Piotr Murawski był znajomym rodziców 12-letniej Ani. Z ojcem dziewczynki grał nawet w jednej amatorskiej drużynie piłkarskiej. Jednak mało kto wiedział o jego uzależnieniu od narkotyków. Tego dnia był na haju i potrzebował pieniędzy na kolejną "działkę".

Reklama

Zastukał do mieszkania rodziców Ani. Dziewczynka była sama. Wpuściła go, bo wiedziała że jest znajomym jej rodziców. Zwyrodnialec podstępnie wykorzystał ufność 12-latki. Zagroził jej nożem i zażądał wydania pieniędzy. Dostał około 50 euro.

Bandziorowi było jednak mało, bo brutalnie zgwałcił dziewczynkę, a potem bestialsko ją zamordował. Potem próbował podpalić ciało dziecka. Odkręcił też kurki z gazem. Miał nadzieję, że eksplozja zatrze ślady. Gaz jednak nie wybuchł.

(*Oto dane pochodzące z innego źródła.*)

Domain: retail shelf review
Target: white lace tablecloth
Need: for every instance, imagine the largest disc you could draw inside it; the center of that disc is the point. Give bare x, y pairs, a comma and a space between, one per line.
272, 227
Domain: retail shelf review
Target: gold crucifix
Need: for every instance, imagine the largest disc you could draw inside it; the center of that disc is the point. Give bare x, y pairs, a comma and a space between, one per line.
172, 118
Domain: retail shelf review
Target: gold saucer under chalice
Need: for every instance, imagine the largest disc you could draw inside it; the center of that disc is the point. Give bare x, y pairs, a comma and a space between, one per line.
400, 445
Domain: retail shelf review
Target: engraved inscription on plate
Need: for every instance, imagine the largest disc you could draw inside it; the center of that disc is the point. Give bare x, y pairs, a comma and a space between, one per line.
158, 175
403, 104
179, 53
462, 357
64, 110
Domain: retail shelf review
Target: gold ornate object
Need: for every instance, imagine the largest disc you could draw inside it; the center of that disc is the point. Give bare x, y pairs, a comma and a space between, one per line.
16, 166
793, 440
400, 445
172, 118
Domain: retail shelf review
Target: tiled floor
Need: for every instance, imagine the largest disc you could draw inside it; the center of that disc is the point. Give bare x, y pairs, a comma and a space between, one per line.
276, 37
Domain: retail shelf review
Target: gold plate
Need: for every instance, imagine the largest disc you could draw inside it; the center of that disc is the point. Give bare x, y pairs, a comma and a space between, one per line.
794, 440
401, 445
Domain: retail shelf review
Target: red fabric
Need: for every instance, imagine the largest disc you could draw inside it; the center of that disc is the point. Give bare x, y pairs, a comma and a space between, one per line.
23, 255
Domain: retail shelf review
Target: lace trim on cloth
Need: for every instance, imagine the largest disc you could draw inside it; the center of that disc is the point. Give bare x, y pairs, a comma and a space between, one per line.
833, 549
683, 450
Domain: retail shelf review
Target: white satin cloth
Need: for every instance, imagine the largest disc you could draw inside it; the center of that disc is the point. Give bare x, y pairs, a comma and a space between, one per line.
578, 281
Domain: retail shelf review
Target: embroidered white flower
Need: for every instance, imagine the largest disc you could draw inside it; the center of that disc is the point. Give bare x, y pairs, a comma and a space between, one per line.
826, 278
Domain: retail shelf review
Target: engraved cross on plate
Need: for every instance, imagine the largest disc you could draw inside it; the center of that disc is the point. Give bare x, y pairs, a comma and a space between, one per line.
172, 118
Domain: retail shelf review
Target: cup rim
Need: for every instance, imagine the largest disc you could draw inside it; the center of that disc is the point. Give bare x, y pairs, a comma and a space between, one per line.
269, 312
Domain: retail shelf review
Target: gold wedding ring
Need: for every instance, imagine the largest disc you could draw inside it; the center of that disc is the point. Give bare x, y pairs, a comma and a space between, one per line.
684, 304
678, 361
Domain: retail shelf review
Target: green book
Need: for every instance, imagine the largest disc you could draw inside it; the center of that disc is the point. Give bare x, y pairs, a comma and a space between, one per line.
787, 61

Policja złapała go po roku od tej strasznej zbrodni. Piotr Murawski przyznał się do winy. Dostał dożywocie, ale adwokat wniósł o kasację wyroku. Według niego, morderca pod wpływem narkotyków nie kontrolował swoich czynów. Jednak Sąd Najwyższy uznał, że Murawski doskonale wiedział, co robi.